Mother was not a frequent joke teller, but there was a sense of humor present. She would tell us of the good lady who would fuss and worry, and who would get up Monday morning, wring her hands and say, "My, my. Today is Monday, tomorrow is Tuesday and the next day Wednesday; there's half the week gone and we haven't accomplished a thing." Then she liked to laugh at one of her neighbors who was so regimented in her activities that she would wash her clothes Monday, come sun or high water. Some comet was in the sky and predictions were that on a certain day the world was coming to an end. This day fell on a Monday and when this woman's clothes didn't appear on the line by ten a.m., the neighbors knew of course that she was sick. They rushed to her home only to find her sitting in a rocking chair on the porch, rocking contentedly. To the inquiries as to why, she replied, "If the world is coming to an end today, they're not going to catch me spending the day washing."
She could always amuse us by telling the story of the cook who had eaten one leg of the baked goose before serving it. When the master chided him he replied, "Geese only have one leg," and to prove his statement he took the diners out to the geese corral where, sure enough, the geese were standing on one leg--the other tucked neatly up into the feathers.
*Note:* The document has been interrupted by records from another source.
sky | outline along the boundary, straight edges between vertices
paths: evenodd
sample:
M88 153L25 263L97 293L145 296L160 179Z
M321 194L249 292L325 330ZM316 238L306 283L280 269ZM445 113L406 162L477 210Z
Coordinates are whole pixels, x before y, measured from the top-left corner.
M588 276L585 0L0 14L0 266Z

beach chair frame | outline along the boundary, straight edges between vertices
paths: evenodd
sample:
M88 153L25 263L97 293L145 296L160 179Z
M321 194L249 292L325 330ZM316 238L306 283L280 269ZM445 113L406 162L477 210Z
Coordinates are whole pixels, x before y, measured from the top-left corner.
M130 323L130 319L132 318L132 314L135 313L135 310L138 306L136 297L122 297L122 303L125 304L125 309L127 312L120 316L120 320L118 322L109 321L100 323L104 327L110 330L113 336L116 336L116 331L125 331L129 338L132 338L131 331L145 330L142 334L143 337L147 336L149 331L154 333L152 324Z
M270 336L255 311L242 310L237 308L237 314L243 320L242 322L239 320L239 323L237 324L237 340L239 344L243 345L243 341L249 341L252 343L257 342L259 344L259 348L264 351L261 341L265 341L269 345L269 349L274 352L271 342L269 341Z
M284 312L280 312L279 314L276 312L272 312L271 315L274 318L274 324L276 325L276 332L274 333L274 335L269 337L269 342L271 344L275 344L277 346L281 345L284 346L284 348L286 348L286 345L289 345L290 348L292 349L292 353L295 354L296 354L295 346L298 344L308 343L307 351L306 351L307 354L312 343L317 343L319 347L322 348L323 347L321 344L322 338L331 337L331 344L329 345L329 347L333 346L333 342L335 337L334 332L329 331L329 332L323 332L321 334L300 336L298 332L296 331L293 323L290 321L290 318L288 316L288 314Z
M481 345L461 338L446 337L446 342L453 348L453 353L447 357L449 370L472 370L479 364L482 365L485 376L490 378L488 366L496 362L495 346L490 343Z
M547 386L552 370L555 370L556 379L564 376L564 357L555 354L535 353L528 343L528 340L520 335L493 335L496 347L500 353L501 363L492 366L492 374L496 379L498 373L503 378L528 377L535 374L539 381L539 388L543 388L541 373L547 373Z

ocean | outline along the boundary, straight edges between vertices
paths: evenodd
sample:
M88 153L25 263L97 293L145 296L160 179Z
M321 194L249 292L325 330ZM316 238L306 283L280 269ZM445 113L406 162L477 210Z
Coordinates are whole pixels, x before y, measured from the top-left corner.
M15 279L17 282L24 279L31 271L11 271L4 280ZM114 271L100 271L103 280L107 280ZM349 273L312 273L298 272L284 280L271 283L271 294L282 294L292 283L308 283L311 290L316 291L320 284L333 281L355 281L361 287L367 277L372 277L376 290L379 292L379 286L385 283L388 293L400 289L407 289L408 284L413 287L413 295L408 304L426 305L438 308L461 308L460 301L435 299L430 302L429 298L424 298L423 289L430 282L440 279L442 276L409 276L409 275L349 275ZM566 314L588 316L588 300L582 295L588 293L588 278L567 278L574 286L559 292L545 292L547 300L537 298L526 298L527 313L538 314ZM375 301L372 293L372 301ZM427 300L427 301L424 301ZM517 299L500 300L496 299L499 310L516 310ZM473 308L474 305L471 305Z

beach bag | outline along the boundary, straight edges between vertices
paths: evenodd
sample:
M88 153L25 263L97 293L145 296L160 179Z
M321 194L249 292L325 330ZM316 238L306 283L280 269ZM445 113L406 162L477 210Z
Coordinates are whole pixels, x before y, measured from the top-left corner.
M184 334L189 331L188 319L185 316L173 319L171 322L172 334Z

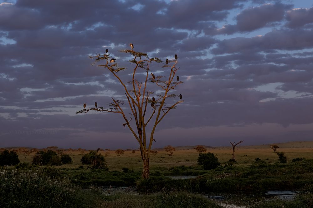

"See," he said, with the expression of having won his argument by great wisdom. The host was taken a-back but only for a moment, then he said, "Choo!" and of course the other leg of the geese went down. "Well," said the cook, "Why didn't you say 'Choo' to the goose on the table?"
Mother was easy to talk with. She would, as did others in the community, find time to visit. While I was still quite a young child, I often hooked the buggy horse to the one horse buggy and drove mother "out to the point", about a mile or so south of town to visit Sister Emma Robinson who lived there with her sons, or "up the lane" to "String Town" a mile or so east of town, to visit "Nettie" Larson. The Larsons' had been our neighbors across the street for as long as I can remember. They later built a new house on the north side of the same block and still later moved up the Lane about a mile or so east.
It is my recollection that Vanetta Larson was about the nearest to an intimate friend that mother had, although there were other close friends, particularly our Aunt Emily (mother's youngest sister), Emma Tippitts, and Sister Robinson, whom I have mentioned. I remember taking mother (going with mother would be a better term) several times to Three Mile where two large families of Dunns lived. Our Aunt Emma, wife of our Uncle Charles Rick Clark, stands out in my memory too, as a confidential friend. In the town of Paris, about twenty-two miles south lived our Aunt Emily Richards (after her husband moved from Georgetown), sister Rich (wife of President William Rich) , a sister Lake (or Laker) and two or three more whose names have left me.